The new interpretation under the Patriot Act and the relatively recent Real ID Act has broadened the definition of terrorist groups to include not only groups on the State Department's list of named terrorist organizations, but also unspecified groups of as few as two persons associated directly or indirectly with armed opposition to a sitting government, even brutal regimes the U.S. itself opposes.
There is no consideration for situations in which such aid was given under duress, inadvertently or unknowingly.
Church World Service's McCullough said as a result, "Some 9,500 refugees from Burma who provided material support to pro-democracy movements opposing Burma's repressive regime now find their resettlement to the United States on hold."
McCullough further cited Montagnards, who assisted members of the United States Special Forces in Vietnam, and members of the Northern Alliance who fought with U.S. Troops in Afghanistan, as now being barred admission to the U.S.
"Colombian refugees who were forced to provide food, money or shelter to the Revolutionary Armed Forces of Colombia (FARC) to save their lives and those of their family members now find themselves blocked from admission to the United States," he said. "They are being penalized for the very ways in which they were victimized."
Church World Service is urging waivers that would allow resettlement for those refugees who are identified as having provided material assistance under duress, who inadvertently provided material assistance, or who provided an insignificant amount of material assistance, as well as for populations such as Burmese, Colombian, Hmong and Montagnard refugees.

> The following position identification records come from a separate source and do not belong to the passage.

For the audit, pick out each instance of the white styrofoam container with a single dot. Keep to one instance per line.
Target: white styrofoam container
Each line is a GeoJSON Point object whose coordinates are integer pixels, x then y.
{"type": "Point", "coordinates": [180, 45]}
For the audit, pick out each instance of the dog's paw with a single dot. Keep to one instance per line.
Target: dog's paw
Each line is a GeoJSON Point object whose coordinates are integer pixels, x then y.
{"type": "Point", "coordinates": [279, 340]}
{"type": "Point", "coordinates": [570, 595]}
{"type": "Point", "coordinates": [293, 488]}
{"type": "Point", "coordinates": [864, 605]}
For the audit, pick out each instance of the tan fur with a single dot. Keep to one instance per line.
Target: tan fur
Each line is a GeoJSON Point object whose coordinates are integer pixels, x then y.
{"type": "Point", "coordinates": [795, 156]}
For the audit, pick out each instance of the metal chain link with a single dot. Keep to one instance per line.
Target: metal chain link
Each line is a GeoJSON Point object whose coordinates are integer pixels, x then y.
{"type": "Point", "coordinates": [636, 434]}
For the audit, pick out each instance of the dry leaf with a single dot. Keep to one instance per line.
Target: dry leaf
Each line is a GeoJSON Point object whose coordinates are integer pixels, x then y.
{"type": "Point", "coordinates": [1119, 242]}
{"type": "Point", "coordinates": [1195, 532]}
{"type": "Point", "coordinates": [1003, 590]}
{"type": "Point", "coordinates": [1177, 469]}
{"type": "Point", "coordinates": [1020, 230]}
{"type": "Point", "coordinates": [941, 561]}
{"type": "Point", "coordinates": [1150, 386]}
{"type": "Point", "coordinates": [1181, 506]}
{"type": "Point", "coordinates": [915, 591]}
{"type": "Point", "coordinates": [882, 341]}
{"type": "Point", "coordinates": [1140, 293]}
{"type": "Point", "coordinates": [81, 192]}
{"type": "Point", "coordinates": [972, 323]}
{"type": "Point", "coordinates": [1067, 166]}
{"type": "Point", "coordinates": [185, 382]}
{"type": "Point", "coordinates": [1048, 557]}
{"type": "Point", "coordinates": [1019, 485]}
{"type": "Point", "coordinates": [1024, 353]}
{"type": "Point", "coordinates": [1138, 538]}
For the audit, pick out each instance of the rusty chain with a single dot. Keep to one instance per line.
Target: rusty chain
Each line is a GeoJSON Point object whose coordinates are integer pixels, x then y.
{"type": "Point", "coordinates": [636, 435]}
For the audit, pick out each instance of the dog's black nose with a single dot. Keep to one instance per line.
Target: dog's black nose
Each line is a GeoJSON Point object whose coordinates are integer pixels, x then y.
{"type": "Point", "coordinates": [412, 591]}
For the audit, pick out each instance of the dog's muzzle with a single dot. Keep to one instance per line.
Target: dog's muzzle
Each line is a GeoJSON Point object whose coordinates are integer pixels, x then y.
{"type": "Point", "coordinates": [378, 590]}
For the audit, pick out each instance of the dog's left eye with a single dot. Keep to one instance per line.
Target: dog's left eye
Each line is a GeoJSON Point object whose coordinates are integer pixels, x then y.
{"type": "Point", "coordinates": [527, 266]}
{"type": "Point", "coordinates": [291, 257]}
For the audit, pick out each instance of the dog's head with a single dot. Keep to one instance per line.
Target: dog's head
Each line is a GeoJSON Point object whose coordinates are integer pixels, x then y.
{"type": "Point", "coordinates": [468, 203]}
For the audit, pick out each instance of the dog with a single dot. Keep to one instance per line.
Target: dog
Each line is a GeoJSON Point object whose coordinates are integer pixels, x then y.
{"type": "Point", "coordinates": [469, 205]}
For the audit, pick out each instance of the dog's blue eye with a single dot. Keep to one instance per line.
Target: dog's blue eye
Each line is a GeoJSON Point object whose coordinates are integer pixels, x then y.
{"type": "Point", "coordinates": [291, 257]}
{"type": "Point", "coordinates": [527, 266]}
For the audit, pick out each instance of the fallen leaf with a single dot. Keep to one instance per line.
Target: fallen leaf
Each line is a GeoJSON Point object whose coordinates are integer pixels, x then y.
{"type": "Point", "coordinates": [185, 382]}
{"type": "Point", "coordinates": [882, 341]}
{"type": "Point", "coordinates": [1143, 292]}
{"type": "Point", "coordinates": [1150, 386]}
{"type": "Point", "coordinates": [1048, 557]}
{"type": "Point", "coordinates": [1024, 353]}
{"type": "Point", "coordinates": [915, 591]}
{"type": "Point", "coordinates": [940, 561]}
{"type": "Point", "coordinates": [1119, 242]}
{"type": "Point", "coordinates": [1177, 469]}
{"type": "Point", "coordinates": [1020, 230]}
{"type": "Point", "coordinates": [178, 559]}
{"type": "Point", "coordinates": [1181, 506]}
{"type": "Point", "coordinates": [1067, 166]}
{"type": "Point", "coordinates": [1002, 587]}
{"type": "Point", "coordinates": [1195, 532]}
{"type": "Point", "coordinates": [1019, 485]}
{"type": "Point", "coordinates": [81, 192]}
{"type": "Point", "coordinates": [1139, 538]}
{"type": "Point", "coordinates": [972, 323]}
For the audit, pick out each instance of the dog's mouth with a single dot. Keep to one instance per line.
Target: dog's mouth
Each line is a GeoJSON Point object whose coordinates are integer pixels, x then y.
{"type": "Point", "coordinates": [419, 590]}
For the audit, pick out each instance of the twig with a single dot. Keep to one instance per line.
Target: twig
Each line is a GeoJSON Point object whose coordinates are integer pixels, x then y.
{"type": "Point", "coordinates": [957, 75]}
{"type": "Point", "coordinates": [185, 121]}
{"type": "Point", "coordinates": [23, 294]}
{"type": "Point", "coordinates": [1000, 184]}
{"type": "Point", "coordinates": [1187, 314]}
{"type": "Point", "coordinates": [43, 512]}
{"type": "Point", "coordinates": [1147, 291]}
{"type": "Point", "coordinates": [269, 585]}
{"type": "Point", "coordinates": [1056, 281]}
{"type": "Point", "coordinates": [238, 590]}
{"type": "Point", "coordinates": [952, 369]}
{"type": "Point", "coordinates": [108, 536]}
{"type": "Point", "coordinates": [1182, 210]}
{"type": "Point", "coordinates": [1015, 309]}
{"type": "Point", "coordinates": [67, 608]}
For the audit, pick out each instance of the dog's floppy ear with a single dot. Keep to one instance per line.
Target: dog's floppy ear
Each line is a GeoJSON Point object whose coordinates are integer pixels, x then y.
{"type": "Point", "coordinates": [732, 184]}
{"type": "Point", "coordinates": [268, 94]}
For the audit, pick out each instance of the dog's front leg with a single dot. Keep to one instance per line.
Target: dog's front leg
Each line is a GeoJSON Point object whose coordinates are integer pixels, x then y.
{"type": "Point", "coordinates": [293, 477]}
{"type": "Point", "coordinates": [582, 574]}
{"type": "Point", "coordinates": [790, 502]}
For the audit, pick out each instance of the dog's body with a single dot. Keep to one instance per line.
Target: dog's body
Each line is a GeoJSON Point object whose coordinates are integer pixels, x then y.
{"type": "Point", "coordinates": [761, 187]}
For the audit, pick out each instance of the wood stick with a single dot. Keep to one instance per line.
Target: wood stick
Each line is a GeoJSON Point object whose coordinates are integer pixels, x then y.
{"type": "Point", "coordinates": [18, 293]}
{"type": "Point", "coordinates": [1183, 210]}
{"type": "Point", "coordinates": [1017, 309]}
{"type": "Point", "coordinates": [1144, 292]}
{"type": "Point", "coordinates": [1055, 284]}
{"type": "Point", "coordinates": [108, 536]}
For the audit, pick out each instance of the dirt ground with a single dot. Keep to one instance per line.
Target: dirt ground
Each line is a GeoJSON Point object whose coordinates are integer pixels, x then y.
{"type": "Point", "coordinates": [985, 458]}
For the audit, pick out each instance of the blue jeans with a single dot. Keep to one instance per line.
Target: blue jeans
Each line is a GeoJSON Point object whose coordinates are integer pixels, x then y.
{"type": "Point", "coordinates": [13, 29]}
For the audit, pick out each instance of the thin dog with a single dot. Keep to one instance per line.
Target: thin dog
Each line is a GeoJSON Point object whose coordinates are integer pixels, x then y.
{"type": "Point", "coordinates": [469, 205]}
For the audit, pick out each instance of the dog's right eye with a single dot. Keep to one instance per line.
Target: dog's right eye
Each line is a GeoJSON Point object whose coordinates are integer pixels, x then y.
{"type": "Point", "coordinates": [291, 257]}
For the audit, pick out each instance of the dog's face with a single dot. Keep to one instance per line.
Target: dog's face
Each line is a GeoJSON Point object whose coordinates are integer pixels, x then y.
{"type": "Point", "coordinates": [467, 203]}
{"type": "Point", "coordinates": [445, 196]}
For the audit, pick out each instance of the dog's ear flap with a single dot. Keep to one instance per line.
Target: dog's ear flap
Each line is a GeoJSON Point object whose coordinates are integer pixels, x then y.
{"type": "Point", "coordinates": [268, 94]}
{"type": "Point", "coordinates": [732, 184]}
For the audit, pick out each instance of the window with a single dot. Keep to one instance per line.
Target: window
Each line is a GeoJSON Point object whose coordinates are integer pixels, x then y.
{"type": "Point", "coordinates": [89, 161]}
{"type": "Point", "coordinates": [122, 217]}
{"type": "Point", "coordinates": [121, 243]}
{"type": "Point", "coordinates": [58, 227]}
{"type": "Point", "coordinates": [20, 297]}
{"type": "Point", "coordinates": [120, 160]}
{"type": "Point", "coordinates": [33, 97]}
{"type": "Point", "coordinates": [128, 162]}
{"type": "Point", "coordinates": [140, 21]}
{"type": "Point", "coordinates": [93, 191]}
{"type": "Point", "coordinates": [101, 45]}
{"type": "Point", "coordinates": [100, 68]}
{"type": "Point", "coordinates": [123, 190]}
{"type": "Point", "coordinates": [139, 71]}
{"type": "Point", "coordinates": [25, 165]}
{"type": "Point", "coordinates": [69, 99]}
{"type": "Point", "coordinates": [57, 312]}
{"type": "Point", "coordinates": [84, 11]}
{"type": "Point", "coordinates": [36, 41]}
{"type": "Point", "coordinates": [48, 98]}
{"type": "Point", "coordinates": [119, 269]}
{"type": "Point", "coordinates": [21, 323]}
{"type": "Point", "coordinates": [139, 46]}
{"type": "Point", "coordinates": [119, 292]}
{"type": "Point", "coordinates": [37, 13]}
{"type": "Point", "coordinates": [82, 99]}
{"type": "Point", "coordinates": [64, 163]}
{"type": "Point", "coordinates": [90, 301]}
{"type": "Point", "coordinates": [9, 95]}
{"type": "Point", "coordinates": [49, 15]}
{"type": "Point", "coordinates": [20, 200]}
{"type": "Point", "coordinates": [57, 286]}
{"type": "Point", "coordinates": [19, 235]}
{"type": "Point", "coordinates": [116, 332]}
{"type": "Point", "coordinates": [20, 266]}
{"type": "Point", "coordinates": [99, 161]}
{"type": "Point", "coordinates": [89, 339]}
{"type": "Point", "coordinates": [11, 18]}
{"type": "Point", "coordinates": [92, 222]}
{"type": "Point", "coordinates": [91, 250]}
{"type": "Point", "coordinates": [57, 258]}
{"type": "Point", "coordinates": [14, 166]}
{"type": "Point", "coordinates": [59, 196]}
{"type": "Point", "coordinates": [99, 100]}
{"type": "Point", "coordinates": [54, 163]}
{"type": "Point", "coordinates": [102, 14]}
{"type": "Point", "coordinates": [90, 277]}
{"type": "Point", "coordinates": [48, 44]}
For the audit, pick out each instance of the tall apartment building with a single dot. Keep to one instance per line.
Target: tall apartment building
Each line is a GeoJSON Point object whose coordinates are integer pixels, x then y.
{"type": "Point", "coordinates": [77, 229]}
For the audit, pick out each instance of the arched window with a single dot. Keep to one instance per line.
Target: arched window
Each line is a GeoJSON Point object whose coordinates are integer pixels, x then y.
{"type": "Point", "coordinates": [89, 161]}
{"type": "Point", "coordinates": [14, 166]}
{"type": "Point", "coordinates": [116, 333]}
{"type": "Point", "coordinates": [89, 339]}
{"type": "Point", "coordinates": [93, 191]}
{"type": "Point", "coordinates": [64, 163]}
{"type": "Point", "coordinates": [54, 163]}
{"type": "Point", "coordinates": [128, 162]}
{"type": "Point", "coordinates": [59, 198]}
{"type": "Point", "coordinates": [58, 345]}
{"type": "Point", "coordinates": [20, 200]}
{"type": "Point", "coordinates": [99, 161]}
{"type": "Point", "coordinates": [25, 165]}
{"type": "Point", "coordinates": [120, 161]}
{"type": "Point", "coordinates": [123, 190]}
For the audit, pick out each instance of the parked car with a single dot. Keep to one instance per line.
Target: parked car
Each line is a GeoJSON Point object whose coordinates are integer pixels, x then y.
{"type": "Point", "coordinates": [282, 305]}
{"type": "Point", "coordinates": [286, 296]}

A relief, development and refugee resettlement agency, Church World Service is one of nine voluntary agencies assigned by the Department of State to resettle refugees in the U.S., working through its network of affiliate resettlement agencies nationwide.
CWS warns that if the material support morass isn’t soon resolved, the U.S. will fail to meet its stated commitment to resettle 70,000 refugees in FY 2006.
McCullough further asked Bush to "do all that you can to protect our nation's well-deserved reputation as a compassionate, welcoming nation" to refugees and asylum seekers.
From the global humanitarian agency's headquarters in New York, McCullough later commented, "The United States risks returning many of these refugees to their same threatening environments and in so doing is inadvertently collaborating with the perpetrators – the same forces the U.S. deems enemies of freedom."
According to a Tuesday (March 7) New York Times article, in a letter to homeland security chief Michael Chertoff, New Jersey Republican Representative Christopher H. Smith and Florida Republican Representative Ileana Ros-Lehtinen said the newly reauthorized Patriot Act covering refugee criteria should "properly weigh situations in which individuals are acting under duress or are legitimately resisting illegitimate and tyrannical regimes."
Democrat and Republican members of Congress are also calling for a waiver to the "material support" provision for bona fide refugees who are no threat to U.S. national security. Homeland Security and State Department officials have been working on a related resolution for several months but without closure.